Abstract : F.3
Comparison of stable boundary layer evolution in a small basin and over the surrounding plain

Maura Hahnenberger, C. David Whiteman, Sebastian W. Hoch
mhahn@met.utah.edu
University of Utah

During October 2006 a major field campaign, the Meteor Crater Experiment (METCRAX), took place in the Arizona Meteor Crater about 65 km east of Flagstaff, AZ. One of the main goals of the experiment was to better understand the cold pool build up and break up in this small idealized basin during periods with weak external forcing. Measurements were taken of both the vertical structure inside the crater and over the surrounding flat plain during several Intensive Observational Periods (IOPs). The ambient conditions for these IOPs ranged from quiescent nights to nights with higher wind speeds and more turbulence.
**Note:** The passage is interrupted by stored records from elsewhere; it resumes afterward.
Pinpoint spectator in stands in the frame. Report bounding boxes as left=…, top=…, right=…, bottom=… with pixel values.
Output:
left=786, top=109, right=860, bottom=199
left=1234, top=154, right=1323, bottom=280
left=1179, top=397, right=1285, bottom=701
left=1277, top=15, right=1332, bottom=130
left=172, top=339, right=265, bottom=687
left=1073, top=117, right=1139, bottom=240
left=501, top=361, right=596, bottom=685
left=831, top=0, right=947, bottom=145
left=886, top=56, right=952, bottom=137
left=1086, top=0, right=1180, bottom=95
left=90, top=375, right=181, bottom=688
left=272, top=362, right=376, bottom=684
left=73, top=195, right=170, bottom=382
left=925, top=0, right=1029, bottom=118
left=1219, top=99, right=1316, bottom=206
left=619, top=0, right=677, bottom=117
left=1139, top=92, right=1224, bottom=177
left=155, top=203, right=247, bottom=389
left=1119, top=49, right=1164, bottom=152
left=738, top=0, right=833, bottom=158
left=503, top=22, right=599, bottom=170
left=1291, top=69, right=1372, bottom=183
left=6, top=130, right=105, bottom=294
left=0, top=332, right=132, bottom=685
A quantitative comparison of plain and basin boundary layer cooling rates and magnitudes has never previously been undertaken. Here, we will investigate IOPs with strong, moderate, and weak external forcing and will compare the inversion structures and strengths between the plain and basin. This information will help us understand the differences between inversion formation and development in small basins and adjacent flat plains and the temporal evolution of cooling rates. We find that there is enhanced cooling in the crater atmosphere leading to colder temperatures within the crater compared to temperatures at the same elevation over the surrounding plain. These differences in temperature structure vary with ambient wind speed. Higher wind speeds lead to more advection and mixing both in the crater and over the surrounding plain. The radiative and non-radiative energy budgets are evaluated to determine reasons for the timing and rates of cooling.